This is pretty low level and English is not my mother tongue so please be easy on me.
So imagine you are in bash and command prompt is in front of your screen.
When you type ls and hit enter, you are actually sending some bytes to the cpu, 01101100 01110011 00001010 (that is: l s linefeed) from your computer right? The keyboard controller sends the bytes to the cpu, and the cpu tells the operating system what bytes have been received.
So we have an application that is called 01101100 01110011 in our hard drive (or memory..) if I understand correctly? That is a file, and it is an executable file. But how does the operating system find 01101100 01110011 in a drive or in memory?
Also I want to expand this question to functions. We say C Standard library has a function called printf for example. How can a function have a name that is in a file? Ok, I understand that the implementation of printf function is cpu and operating system specific and is a number of machine instructions lying somewhere in the memory or hard drive. But I do not understand how we get to it?
When I link a code that requires the implementation of printf, how is it found? I am assuming the operating system knows nothing about the name of the function, or does it?
Koray, user @DrKoch gave a good answer, but I'd like to add some abstractions.
First, ASCII is a code. It is a table with bit patterns in one column and a letter in the next column. The bit patterns are exactly one byte long (excluding 'wide chars' and so). If we know a byte is supposed to represent a character, then we can look up the bit pattern of the byte in the table. A print function (remember the matrix printers?) receives a character (a byte) and instructs the needles of the matrix printer to hammer in some orderly way onto the paper and see, a letter is formed that humans can read. The ASCII code was devised because computers don't think in letters. There are also other codes, such as EBCDIC, which only means the table is diferent.
Now, if we don't know the byte is a representation of a letter in a certain code, then we are lost and the byte could just mean a number. We can multiply the byte with another byte. So you can multiply a' with 'p', which gives 97 * 112= 10864. Does that male sense? Only if we know the bytes represent numbers and is nonsense if the bytes represent characters.

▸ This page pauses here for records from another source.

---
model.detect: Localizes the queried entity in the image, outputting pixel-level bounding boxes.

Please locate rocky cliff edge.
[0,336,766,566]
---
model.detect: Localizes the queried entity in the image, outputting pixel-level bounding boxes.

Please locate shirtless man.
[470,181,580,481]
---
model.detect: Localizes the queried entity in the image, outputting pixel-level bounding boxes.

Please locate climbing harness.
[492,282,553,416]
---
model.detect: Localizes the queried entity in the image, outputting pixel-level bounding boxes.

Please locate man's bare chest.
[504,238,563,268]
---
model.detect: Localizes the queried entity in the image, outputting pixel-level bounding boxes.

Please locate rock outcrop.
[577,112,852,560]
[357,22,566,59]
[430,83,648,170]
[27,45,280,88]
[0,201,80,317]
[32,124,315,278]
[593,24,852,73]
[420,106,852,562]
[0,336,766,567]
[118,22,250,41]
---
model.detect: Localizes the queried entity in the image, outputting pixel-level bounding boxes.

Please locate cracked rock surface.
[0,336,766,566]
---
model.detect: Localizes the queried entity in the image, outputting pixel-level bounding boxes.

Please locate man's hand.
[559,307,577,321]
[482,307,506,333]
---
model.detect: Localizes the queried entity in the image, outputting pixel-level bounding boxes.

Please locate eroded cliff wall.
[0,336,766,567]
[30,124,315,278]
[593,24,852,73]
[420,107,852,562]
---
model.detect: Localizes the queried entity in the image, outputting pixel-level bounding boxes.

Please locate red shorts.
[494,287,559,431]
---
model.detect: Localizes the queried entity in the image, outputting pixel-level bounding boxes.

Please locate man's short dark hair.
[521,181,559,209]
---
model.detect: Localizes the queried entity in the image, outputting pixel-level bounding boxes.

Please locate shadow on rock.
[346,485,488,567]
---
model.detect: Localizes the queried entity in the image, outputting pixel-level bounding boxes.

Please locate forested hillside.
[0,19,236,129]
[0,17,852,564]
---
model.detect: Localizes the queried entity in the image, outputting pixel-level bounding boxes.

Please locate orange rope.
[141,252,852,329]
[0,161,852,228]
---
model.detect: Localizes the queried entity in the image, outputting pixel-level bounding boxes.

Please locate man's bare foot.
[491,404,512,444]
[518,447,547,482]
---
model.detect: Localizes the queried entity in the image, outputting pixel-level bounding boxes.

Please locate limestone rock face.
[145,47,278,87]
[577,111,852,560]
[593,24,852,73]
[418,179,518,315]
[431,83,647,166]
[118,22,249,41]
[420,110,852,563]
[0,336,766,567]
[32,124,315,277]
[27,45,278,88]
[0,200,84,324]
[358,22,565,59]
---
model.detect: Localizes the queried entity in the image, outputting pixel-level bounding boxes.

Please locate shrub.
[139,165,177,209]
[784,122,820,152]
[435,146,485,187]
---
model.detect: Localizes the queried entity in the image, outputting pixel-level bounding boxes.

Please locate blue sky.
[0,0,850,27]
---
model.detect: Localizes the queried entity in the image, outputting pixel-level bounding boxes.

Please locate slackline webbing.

The next level is that we call a sequence of bytes that are all supposed to represent letters (characters) a 'string' and we developed functions that can search, get and append from/to strings. How long is a string? In C we agreed that the end of the string is reached when we see a byte whose bit pattern is all zeroes, the null character. In other languages, a string representation can have a length member and so won't need a terminating null character.
This is an example of a "stacking of agreements". Another example (referring to a question you asked before) is interrupts: the hardware defines a physical line on the circiut board as an interrupt line (agreement). It gets connected to the interrupt pin (agreement) of the processor. A signal on the line (e.g. from an external device) causes the processor to save the current state of registers (agreement) and transfer control to a pre-defined memory location (agreement) where an interrupt handler is placed (agreement) which handles the request from the external device. In this example of stacking we can go many levels up to the functional application, and many levels down to the individual gates and transistors (and the basal definition of how many volts is a '1' and how many volts is a '0', and of how long that voltage must be observed before a one or zero has definitiely been seen).
Only when understanding that all these levels are only agreements, can one understand a computer. And only when understanding that all these levels are only agreements made between humans, can one abstract from it and not be bothered with these basics (the engineers take care of them).